PyFitParquet
The pyfitparquet
package provides support for Garmin FIT and TCX file ETL into Apache Parquet columnar format. It is designed to be used within a conda environment (on MacOS/Linux) and is available through the conda-forge channel. To install:
conda install -c conda-forge pyfitparquet
Quickstart
From python in an activated conda environment with pyfitparquet
installed, execute:
# ETL all FIT/TCX files located in <data_dir> and output
# parquet files to a default <data_dir>/parquet directory:
from pyfitparquet import transformer
pyfitparq = transformer.PyFitParquet()
pyfitparq.data_to_parquet(data_dir="/path/to/dir")
# To ETL FIT/TCX files individually:
pyfitparq.source_to_parquet("path/to/fitfile.fit", parquet_dir='.')
pyfitparq.source_to_parquet("path/to/tcxfile.tcx", parquet_dir='.')

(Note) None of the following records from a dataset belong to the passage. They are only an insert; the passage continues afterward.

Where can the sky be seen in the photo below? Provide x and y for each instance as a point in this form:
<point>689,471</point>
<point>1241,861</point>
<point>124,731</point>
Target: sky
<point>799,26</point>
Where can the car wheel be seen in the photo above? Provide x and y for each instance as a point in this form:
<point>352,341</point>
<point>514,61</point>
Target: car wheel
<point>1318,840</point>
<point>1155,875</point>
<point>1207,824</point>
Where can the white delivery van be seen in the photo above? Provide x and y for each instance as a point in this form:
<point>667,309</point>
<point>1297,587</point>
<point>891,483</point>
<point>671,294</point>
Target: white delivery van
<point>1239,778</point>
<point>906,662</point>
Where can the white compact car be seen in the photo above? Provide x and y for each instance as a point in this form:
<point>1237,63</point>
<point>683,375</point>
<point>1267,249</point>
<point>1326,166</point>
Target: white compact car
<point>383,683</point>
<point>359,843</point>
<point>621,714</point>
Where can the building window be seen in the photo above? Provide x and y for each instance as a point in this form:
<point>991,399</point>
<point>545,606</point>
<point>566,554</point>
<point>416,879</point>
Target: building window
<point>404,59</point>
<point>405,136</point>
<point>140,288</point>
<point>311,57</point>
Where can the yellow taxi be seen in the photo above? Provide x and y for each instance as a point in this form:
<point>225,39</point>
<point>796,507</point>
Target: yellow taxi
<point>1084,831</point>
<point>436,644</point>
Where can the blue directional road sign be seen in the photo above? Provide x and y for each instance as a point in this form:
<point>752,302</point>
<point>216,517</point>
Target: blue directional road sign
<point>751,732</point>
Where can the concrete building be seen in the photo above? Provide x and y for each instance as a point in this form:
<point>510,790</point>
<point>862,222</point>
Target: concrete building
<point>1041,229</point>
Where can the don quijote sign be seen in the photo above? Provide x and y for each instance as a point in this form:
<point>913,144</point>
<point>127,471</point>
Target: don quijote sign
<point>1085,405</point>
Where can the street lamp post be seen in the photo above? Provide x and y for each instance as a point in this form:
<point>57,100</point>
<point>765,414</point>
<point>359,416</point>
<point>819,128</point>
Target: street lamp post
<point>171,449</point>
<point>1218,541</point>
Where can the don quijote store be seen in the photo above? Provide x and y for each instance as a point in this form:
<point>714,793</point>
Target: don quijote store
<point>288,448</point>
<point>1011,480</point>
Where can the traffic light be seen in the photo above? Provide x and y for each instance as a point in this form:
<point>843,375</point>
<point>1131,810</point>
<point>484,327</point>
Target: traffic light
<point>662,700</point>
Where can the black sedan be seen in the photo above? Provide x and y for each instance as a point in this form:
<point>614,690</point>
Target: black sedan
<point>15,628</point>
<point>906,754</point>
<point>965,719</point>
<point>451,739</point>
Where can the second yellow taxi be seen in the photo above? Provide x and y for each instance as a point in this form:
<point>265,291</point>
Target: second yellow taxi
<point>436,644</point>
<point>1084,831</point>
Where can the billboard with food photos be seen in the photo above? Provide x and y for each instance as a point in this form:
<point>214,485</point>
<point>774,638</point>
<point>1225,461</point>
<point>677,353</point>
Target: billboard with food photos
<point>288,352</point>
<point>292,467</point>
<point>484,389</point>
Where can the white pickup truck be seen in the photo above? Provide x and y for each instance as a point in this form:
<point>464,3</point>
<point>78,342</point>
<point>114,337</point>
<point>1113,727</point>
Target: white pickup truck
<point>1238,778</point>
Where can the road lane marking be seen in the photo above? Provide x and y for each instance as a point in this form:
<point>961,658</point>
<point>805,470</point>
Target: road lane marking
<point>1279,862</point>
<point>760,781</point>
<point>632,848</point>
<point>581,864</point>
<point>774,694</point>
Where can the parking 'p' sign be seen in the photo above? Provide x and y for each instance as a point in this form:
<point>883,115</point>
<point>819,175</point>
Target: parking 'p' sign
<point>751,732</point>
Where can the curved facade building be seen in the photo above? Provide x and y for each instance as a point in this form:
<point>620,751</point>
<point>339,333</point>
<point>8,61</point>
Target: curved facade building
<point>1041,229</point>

For a more complete code example that includes configuration changes and reading/display of parquet files see/run: example.py.
Configuration
Two configuration files are used to fine-tune ETL behavior: parquet_config.yml and mapping_config.yml. In general, these files control, respectively, the row/column structure of parquet output files, and the mapping of TCX tag names to FIT/Parquet field_names. Please see verbose comments within the configuration files themselves for greater understanding of their use.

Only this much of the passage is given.